Lorsque la défiance s’installe…

La réputation d’une banque est cruciale en période de crise, lorsque la défiance s’installe, pénalisant d’abord les banques dont l’image de solidité, justifiée ou usurpée, est la plus fragile. Lors de la crise des subprime s’est posée la question de savoir qui détenait le mistrigri, en l’occurrence des obligations garanties par des crédits hypothécaires subprime ? Les banques ne savaient pas précisément quelles étaient leurs consœurs les plus affectées et, dans l'incertitude, eurent tendance à placer leurs excédents de liquidités auprès des plus grandes banques, perçues comme les plus sûres car ne pouvant être abandonnées par les pouvoirs publics en cas de difficulté. La faillite de Lehman Brothers, considérée comme l’une d’entre elles, est cependant venue remettre en question ce postulat, avant que l’intervention de l’État américain pour sauver l’assureur AIG de la faillite ne vienne en confirmer la pertinence  [4] !
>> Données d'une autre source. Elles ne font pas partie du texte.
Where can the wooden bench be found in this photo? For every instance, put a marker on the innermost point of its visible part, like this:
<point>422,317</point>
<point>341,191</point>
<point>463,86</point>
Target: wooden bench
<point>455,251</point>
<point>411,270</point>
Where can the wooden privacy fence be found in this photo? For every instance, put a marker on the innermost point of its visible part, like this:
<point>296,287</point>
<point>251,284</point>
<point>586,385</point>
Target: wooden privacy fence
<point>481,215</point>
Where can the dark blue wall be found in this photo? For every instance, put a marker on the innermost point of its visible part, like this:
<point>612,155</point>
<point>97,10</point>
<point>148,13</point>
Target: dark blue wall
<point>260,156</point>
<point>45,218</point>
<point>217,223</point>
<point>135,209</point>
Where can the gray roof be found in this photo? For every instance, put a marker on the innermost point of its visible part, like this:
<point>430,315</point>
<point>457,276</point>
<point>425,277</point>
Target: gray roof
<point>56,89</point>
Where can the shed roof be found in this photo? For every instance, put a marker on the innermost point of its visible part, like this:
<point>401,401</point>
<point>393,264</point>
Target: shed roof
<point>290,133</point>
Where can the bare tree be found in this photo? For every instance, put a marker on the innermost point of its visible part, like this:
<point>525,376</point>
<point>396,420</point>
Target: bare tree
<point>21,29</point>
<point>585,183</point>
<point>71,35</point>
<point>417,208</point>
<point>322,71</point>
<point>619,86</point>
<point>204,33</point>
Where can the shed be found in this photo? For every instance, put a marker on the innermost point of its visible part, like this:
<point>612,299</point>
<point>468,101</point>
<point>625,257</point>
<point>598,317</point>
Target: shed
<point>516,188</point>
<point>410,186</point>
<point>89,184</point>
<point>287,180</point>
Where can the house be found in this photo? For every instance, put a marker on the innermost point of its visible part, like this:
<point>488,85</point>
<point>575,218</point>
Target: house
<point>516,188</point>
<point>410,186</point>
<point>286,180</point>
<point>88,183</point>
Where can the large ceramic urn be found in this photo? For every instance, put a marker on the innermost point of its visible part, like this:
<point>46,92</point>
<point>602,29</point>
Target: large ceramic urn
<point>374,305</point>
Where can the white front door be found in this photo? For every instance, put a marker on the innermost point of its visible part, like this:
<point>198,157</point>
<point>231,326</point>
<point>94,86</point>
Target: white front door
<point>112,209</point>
En 2007, la diffusion sur les écrans du monde entier d’images montrant des déposants faisant la queue devant les agences de Northern Rock pour retirer leurs fonds, de même que les commentaires, parfois anxiogènes ou catastrophistes, de journalistes en mal d’audience et pas toujours au fait des spécificités de l’industrie bancaire, n’ont fait qu’aggraver la défiance envers cet établissement qui s’est ainsi trouvé rapidement privé de ressources. La triste ironie est que probablement la plupart des déposants ne risquaient pas de perdre leurs économies, mais ils ne le savaient pas. En effet, pour qu’un mécanisme de protection des dépôts comme celui qui prévalait au Royaume-Uni à l’époque soit véritablement efficace et évite une ruée bancaire, il faut que les déposants en soient suffisamment informés ce qui, selon une analyse a posteriori de la FSA [5] , n’était manifestement pas le cas.

À l’heure d’Internet

La réputation constitue pour les entreprises un actif particulièrement fragile à l’heure d’Internet. La toile permet en effet à des clients mécontents de donner immédiatement un large écho à leurs insatisfactions. Conscientes de ce risque, les plus grandes sociétés internationales ont mis en place des dispositifs de surveillance continue et systématique d’Internet, s’appuyant sur des logiciels spécialisés capables d’identifier rapidement tout début de rumeur sur la société, ses dirigeants ou ses marques, d’anticiper le développement de crises médiatiques pouvant impacter leur image et, plus généralement, de mesurer et analyser leur « e-réputation ». Pour les directions des banques, il s’agit de pouvoir réagir rapidement afin de prévenir le développement d’une rumeur, fondée ou non, qui pourrait potentiellement entraîner une désaffection massive des clients et un retrait de leurs avoirs.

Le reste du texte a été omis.